Olympics-IOC raises a COVID caveat for Beijing 2022 protest zones
(Reuters) - Any official protest zones at the Beijing Winter Olympics will depend on local public health measures against COVID-19 at the time of next February's Games, the head of the IOC's co-ordination commission said on Tuesday.
Human rights activists have targeted the Feb 4-20 Games over China's treatment of Uyghurs and other Muslim minorities in its northwest. China rejects accusations of crimes against humanity and genocide.
At the 2008 Beijing Summer Games, three designated demonstration zones were set up in public parks although none saw any protests.
Juan Antonio Samaranch, the International Olympic Committee's co-ordination commission chair for Beijing 2022, told reporters the right to protest was enshrined in the host city contract.
"Those are the strict set of rules that we have to rule the relationship between ourselves and the organising committee, with one caveat at this stage.

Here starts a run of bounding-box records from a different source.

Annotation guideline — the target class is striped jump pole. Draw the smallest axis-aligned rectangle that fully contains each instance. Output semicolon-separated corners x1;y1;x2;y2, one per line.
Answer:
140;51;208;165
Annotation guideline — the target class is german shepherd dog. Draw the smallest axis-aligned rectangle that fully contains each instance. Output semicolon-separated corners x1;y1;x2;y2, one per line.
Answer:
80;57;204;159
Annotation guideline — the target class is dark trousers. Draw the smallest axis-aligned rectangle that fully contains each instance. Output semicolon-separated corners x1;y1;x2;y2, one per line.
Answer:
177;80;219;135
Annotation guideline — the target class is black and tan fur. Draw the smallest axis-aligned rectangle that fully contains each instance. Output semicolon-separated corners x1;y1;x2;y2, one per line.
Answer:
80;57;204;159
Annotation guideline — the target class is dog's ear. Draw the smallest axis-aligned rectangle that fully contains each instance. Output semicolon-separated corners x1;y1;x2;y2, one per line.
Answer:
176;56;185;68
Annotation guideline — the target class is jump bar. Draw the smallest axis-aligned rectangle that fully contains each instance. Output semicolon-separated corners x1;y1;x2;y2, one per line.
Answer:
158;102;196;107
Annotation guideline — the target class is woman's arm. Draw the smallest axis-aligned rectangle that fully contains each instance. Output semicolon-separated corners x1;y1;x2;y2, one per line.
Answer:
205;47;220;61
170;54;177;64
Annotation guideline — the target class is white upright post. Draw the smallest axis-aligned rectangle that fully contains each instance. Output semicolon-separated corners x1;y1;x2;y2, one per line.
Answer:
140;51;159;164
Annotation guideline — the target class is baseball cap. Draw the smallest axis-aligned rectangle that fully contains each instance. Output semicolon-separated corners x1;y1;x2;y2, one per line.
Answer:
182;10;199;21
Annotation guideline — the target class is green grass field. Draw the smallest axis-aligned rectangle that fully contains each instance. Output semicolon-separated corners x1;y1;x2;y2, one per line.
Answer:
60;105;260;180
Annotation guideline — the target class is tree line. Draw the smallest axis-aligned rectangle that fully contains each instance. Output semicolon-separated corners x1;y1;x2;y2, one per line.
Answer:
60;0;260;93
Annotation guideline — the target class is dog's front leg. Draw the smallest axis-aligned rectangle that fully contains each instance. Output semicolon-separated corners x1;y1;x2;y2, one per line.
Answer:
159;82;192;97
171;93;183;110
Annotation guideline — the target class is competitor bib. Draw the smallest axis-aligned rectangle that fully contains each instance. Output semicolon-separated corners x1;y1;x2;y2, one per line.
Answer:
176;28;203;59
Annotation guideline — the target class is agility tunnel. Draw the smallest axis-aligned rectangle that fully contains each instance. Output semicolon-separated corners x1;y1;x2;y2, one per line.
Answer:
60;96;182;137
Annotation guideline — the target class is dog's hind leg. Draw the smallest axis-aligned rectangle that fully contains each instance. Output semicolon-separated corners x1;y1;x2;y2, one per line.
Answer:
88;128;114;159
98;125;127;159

We have COVID. And COVID changes many things," he said.
"We are working on the enforcement of everything that the Olympic charter says and that the host city contract says," he added.
"But we have to put that under the very strict frame of COVID protection measures that are being set up by the relevant public health authorities in China and internationally.
"So its still work in progress how these necessary commitments will materialise. Again, it depends very much on how COVID evolves in China and in the venues between now and when the Games happen."
International visitors are banned from attending the Games but, unlike this year's rescheduled Tokyo 2020 Olympics where all fans were ruled out due to the pandemic, locals will be allowed in.
IOC Sports Director Christophe Dubi joined Samaranch for Tuesday's webinar with reporters, with both facing questions about human rights and defending the need for the Games to go ahead.
"This is what we do, we celebrate humanity. We are about building bridges. We're about extending hands across the table. And I say this is probably what the world is in need at present," said Dubi.
"We should not erect walls, or build on tensions which are already many across the globe... and we should all, including you, be proud to be part of the movement that does this."